Another more famous Lakeland figure, William Wordsworth, also played a crucial part in the aftermath of the mutiny.
Susan Thorneley, whose first husband Edward Curwen was a direct descendant of Isabella and who lived on Belle Isle until a few years ago, says:"We know Wordsworth was involved in helping Fletcher’s brother Edward to prepare his defense. And for a period of seven weeks Dorothy Wordsworth stopped writing her journal; perhaps she was afraid of writing something about his return."
Evidence indicates that, not only did he know more about the fate of Fletcher Christian than he ever divulged, but he also used this knowledge as inspiration for the epic poem The Rime of the Ancient Mariner on which he collaborated with Samuel Taylor Coleridge.
When a pamphlet was published supposing to contain letters written by Christian after the mutiny, William Wordsworth wrote to the press with the cryptic comment that he ‘had it on the best authority that these were false’ – the ‘ best authority’ could only have been Christian himself.
In the British Museum is a notebook, belonging to Coleridge, in which he jotted down possible subjects for his poems.
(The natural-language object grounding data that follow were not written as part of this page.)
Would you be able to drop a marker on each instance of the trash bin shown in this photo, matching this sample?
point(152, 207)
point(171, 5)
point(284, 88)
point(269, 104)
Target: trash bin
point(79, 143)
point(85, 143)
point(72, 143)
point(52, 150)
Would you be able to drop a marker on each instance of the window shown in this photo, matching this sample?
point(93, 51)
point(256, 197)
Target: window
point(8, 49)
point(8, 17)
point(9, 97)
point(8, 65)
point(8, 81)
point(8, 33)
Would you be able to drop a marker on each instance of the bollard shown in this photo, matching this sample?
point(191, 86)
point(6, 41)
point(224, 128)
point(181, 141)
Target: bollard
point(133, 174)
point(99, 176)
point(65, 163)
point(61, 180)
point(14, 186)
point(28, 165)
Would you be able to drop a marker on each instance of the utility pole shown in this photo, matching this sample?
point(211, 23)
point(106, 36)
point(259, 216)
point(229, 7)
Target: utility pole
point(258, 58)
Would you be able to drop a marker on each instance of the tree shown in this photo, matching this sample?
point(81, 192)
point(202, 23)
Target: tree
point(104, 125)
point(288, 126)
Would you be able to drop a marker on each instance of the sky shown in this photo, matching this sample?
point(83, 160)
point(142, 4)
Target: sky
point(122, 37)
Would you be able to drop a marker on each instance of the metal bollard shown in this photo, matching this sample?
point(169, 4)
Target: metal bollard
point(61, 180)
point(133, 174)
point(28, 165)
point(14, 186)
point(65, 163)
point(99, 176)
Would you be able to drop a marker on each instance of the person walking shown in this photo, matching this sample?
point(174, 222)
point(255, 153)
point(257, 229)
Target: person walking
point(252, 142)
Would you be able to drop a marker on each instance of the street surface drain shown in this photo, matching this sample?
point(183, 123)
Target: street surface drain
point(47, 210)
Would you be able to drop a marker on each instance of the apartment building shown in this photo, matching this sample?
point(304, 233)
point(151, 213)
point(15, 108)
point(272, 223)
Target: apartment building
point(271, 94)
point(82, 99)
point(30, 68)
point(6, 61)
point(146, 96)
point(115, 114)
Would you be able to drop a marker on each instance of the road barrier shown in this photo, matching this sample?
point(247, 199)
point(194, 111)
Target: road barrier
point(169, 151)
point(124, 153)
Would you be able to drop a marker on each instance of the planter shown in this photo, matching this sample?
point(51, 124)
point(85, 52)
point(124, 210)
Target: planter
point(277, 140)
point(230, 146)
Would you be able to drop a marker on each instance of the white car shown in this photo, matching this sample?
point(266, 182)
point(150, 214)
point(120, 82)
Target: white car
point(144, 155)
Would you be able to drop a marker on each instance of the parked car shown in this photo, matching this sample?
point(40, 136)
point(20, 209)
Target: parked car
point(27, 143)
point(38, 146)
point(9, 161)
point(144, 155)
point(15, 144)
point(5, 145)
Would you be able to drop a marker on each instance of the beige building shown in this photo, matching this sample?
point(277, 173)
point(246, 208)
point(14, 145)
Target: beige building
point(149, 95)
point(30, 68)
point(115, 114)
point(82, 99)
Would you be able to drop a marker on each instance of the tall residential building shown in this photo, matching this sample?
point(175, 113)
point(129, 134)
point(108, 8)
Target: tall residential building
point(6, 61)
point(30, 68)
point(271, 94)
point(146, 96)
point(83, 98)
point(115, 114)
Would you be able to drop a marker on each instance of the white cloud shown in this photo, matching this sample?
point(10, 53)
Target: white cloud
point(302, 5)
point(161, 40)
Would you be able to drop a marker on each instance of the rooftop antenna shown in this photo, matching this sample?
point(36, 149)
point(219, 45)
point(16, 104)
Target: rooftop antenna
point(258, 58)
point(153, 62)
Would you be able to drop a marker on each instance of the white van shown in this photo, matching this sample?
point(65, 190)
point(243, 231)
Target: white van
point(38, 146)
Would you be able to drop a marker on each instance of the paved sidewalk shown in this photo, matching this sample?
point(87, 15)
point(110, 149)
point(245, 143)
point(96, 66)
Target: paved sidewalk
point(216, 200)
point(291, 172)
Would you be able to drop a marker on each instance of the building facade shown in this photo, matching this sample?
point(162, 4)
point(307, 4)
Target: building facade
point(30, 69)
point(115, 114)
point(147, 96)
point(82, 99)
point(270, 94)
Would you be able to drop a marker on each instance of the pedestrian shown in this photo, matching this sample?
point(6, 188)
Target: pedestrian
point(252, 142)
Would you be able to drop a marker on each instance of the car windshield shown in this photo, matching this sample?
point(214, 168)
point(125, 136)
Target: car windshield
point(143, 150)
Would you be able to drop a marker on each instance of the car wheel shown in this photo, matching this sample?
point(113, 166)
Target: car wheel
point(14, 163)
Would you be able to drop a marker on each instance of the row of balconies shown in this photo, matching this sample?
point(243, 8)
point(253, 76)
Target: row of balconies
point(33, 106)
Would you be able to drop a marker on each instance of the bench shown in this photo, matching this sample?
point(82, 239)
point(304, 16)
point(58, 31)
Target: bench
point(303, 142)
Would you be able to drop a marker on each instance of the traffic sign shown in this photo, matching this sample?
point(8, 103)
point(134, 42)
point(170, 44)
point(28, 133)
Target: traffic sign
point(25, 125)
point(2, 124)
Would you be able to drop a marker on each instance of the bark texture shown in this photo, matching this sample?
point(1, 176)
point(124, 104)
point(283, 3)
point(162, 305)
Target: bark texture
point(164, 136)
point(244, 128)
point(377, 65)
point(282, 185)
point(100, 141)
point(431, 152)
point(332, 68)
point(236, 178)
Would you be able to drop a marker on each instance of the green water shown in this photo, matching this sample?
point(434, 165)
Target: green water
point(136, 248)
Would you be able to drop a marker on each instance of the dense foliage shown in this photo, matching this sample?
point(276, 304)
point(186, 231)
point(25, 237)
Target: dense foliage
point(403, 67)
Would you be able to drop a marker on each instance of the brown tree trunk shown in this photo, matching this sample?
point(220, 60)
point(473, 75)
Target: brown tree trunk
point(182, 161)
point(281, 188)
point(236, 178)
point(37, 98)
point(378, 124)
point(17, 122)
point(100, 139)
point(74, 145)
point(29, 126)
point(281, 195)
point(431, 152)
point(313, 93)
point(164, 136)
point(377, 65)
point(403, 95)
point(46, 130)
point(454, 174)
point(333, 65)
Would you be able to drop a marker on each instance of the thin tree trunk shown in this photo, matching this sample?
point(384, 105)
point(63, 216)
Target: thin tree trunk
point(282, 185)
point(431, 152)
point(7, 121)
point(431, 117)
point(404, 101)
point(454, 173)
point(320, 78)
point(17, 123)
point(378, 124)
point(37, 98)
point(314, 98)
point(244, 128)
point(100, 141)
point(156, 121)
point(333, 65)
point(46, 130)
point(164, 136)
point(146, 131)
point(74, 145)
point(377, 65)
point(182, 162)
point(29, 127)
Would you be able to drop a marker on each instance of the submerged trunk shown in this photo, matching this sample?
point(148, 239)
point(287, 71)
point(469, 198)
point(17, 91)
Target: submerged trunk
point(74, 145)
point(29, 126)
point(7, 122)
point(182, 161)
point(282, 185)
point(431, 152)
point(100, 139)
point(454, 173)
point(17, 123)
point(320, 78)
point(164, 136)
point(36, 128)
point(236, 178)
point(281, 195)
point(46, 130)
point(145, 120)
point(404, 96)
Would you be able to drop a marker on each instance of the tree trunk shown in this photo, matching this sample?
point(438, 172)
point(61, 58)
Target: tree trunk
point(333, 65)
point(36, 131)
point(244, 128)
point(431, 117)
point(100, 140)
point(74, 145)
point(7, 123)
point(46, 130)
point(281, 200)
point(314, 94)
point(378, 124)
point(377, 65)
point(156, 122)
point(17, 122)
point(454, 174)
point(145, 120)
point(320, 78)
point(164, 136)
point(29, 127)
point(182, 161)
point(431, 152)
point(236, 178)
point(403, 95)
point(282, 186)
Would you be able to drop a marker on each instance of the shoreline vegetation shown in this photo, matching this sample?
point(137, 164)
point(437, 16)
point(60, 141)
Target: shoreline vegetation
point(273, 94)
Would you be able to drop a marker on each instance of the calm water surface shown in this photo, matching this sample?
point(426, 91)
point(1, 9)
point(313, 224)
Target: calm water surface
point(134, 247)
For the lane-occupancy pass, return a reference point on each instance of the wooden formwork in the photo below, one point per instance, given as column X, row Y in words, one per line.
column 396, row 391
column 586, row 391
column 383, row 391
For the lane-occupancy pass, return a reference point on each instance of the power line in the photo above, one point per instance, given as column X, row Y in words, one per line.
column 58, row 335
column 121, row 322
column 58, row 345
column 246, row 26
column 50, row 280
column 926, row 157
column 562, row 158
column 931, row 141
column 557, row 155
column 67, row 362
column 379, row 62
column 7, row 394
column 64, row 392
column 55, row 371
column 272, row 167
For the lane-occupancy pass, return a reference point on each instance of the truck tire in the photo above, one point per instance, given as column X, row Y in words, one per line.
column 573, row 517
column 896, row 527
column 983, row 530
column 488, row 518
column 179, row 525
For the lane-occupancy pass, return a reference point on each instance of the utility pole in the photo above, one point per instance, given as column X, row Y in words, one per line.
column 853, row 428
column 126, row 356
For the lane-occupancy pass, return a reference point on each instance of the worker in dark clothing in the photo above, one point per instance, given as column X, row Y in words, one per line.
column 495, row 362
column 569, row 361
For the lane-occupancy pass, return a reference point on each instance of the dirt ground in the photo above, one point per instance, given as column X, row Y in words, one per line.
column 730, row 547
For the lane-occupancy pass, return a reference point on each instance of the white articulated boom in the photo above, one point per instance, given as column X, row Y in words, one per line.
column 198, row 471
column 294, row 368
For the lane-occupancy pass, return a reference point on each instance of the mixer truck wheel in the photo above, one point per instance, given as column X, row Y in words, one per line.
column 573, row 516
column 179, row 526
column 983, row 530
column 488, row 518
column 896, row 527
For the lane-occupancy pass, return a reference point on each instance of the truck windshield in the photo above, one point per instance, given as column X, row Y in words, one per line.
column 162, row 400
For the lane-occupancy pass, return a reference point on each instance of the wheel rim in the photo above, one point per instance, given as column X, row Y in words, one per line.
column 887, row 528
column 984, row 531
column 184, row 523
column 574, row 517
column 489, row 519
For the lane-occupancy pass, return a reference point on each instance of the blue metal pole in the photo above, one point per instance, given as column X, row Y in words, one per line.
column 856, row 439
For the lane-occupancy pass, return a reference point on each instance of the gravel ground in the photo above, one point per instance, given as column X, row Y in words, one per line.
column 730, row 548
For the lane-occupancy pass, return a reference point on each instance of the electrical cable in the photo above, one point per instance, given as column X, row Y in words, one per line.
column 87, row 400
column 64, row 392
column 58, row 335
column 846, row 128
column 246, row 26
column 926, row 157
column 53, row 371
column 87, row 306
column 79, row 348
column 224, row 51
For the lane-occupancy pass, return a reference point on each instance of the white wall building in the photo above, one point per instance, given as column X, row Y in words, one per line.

The notebook, compiled during the time he wrote the Ancient Mariner, contains the entry: ‘Adventures of Christian, the mutineer’ and a study of the poem reveals many similarities to the voyage of the Bounty and Christian’s guilt.
The Argument for ‘The Rime of the Ancient Mariner’ indeed reads: "How a ship having passed the line was driven by storms to the cold country towards the South Pole; and how from thence she made her course to the tropical latitude of the great Pacific Ocean: And of the strange things that befell: And in what manner the Ancient Mariner came back to his own country."
Wordsworth could easily have been privy to exclusive information about Christian’s whereabouts as he was one of those who helped Fletcher Christian’s brother, the lawyer Edward Christian, to collect evidence to defend him against the accusations of William Bligh.